John Baldessari “Throwing Three Balls in the Air to Get a Straight Line (Best of Thirty-Six Attempts),” 1973







Photography is full of shit. Most photos hung in a gallery by an experienced artist could have arguably been taken by anyone capable of clicking a button—five-year-olds and monkeys included. So what makes a photograph transcend above the rest? And when does a picture change from a frozen moment in time to a piece of art?

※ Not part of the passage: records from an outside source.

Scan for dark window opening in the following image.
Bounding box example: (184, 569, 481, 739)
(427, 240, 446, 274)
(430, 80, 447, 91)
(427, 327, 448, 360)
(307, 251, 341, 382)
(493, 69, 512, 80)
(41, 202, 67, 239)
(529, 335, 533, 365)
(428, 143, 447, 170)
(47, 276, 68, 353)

Being so effortless, it’s easy to force a photo to look arty and thoughtfully inspired. Close ups of flowers, photos of architecture, the Instagram app for iPhones etc., we’ve all seen them. Shooting with a sense of humor, and with a fun and succinct design, Californian conceptualist and photographer John Baldessari’s collection of photos titled “Throwing Three Balls in the Air to Get a Straight Line (Best of Thirty-Six Attempts)” is innovative yet beautiful as it playfully redefines this need for forced beauty in photography.

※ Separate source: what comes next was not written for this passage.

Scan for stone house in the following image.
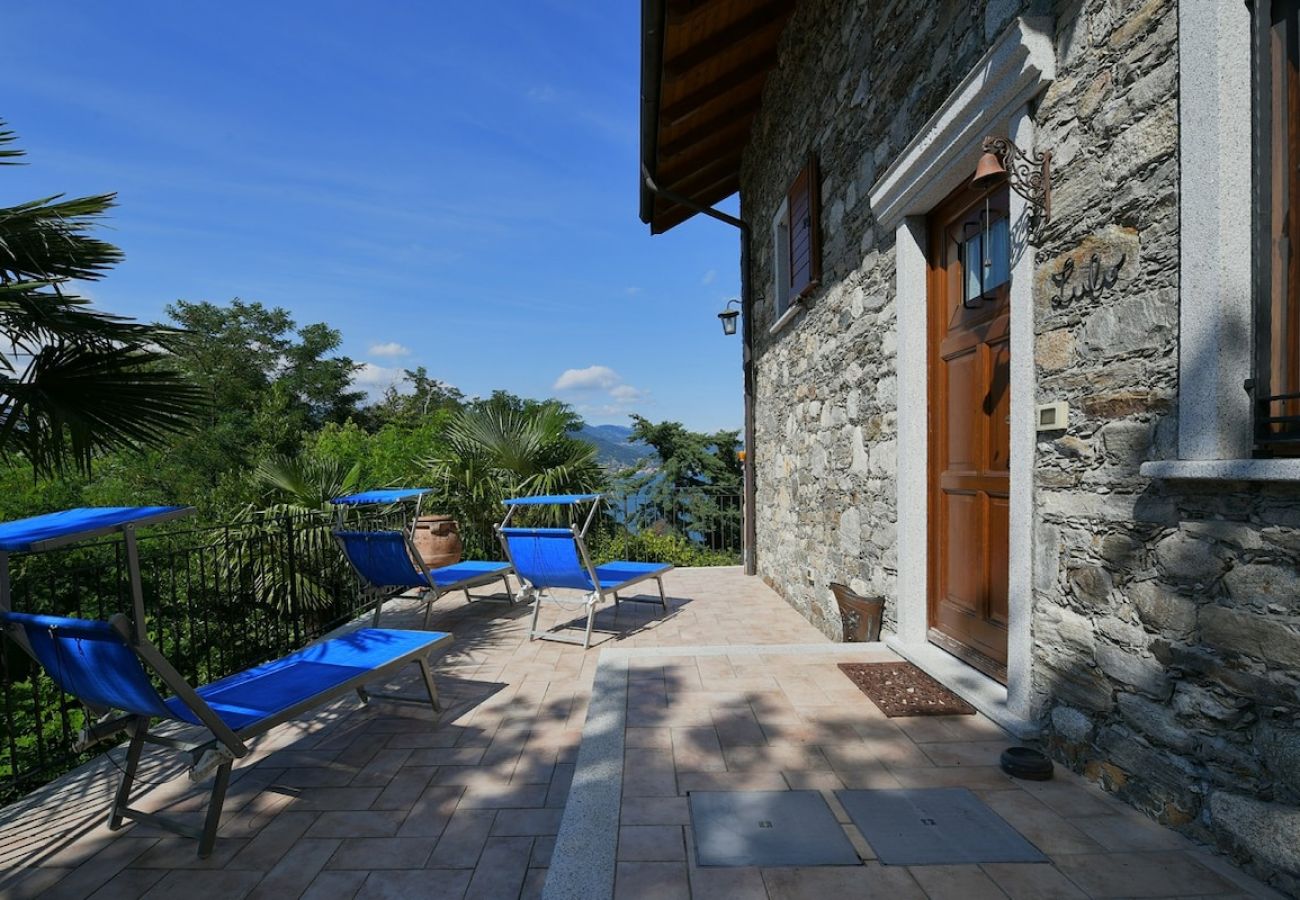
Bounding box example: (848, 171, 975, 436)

For the past 53 years Baldessari, now 81, has been poking his finger in the eye of the contemporary art world. He has challenged art’s unspoken rules by testing what would happen if these lines were more blurred, and exploring their reasons for existence. He is a genius at stripping things of their normality—their context, order of being experienced—and then seeing what comes of it. Always asking ‘why?’ is an important quality for artists to have while creating their art, but Baldessari looks at the entire scope of art as it is and asks this same question: why must we take photos of the beautiful things in order to make beautiful art? Why not find beauty in odd places? This gets the gears in your mind churning and gets you to look at simple things in a new way—a specific quality that takes art from lackluster to intelligently successful. And as a result, Baldessari has been able to experience the world in a way that is not preconceived and to see profound connections that others aren’t even looking for.

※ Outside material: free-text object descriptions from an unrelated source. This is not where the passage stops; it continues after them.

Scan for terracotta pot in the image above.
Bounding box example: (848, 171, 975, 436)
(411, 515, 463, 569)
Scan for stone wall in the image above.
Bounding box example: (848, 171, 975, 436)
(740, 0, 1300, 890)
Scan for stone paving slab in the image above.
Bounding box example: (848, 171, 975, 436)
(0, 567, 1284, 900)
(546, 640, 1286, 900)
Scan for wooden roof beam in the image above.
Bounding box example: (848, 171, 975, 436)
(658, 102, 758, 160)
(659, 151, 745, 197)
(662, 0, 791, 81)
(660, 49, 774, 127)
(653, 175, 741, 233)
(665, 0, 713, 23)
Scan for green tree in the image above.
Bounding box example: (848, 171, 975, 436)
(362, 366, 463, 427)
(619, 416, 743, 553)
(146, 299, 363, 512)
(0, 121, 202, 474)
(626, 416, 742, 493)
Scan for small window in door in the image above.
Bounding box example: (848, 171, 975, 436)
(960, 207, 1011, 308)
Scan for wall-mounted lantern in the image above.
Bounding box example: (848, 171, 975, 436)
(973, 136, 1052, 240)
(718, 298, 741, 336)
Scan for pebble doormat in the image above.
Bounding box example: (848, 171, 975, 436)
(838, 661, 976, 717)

This idea of reconstructing normality is seen through Baldessari’s collection “Throwing Three Balls in the Air to Get a Straight Line (Best of Thirty-Six Attempts).” The artist’s series of work captures his attempts at throwing three balls in the air to make a straight line—an absurdist idea—looking at non-conventional forms of order, seeing what happens when he tries each new method. Thirty-six being the number of frames in a typical role of 35mm camera film, the collection shows 12 of the best in Baldessari’s trials.
 
Though the resultant images are merely a documentation of Baldessari’s ball game, they also border on abstract imagery and resemble his later paint and graphic design works, using circle shapes and pops of color.  Visually, the simplicity of the layout combined with the complimentary color combination in the subject, the blue sky and orange balls, is pleasing to the eye. And without feeling a need to make these photos more complicated to be successful, the photos stand strong with only the few elements in the space.

Through arbitrarily tossing balls in the air to express new out-of-the-box philosophies and finding art in the trial-and-error process, Baldessari achieves the near-impossible: showing us that photography can push boundaries, make you think, evoke emotion, strike a nerve, and actually be art.

 “Beauty is a by-product,” Baldessari explained in an interview with Seesaw Magazine, “Each time an artist does something, you get better and better at making beauty, so why work at it?  Why not something else?”